First, I think it’s important to consider the context. The United States has the highest rate of incarceration in the world, both in terms of raw numbers and in terms of population. Meanwhile, the U.S. has one of the highest rates of homicide among high-income countries and is among those with the highest rates of gun deaths and gun violence.
The effects of these phenomena are disproportionately felt by vulnerable communities: Black people are murdered at four to eight times the rate of the general population; Black men are nearly four times as likely to be incarcerated; Black people are more likely to be prosecuted for drug offenses despite similar levels of use across race; people with mental illness are more likely to be imprisoned than get treatment; and so on.

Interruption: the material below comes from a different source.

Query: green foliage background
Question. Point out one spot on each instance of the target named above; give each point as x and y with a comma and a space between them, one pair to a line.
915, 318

Jails are also woefully inadequate at handling mental health and substance use problems, often merely exacerbating them. To make matters worse, the majority of people in the Penobscot County Jail are there for substance use, bail violations or parole violations. We are in one of the worst substance use crises nationally and locally. Substance use has steadily gotten worse as more and more people die of overdose. This is all while jails and prisons have been expanding. I believe there is only one reasonable conclusion: Prisons and jails are not useful in preventing violence or improving our communities. We’ve run the experiment and the results are clear.
Second, I want to clarify exactly what imprisonment actually does. Prison sentences, especially long ones, don’t deter crime. Studies show the opposite: imprisonment hardens people and makes them more violent. The little data we have on jail expansion specifically indicates that jail and prison expansion leads to the prosecution of pettier crimes.

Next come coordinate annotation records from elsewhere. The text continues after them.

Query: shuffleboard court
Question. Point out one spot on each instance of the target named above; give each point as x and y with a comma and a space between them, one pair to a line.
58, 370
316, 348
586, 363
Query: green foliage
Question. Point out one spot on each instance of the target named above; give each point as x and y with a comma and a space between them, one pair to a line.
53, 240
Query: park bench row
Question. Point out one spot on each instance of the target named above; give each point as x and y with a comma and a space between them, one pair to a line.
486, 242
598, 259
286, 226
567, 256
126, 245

We can see that this is already taking place in Penobscot County. Besides that, Penobscot County Jail is unable to protect prison guards, people they incarcerate and volunteers from sexual harassment by its own employees. So, we can reasonably conclude that the jail will cost millions of dollars and make people less safe.
Third, there are simply better options. We can significantly reduce the jail population if we simply stop jailing people who have committed substance use crimes, bail violations or parole violations. If we did this today, the jail population would decrease by at least two-thirds.
We also know that poverty and crime are linked. For one, poverty is often criminalized in the form of fines and debts. But beyond that, poor people are under a greater level of stress, have few opportunities and have no stake in their communities. Poverty reduction and relief is a sure-fire way to reduce crime. There are plenty of other options, too. Installing public bathrooms, creating shelters, providing substance use treatment, broadening public health care and supporting other social welfare programs are also effective means at reducing crime — in no small part because the conditions they alleviate are the very things being criminalized. They are all substantially cheaper, too.
In summary, expanding the jail is a bad idea. The jail expansion will just make us less safe, continue the legacy of racism and oppression in this country and misdirect funds that are intended to help our community. The American Rescue Plan funds present a rare opportunity. It would be a shame to squander them on the jail.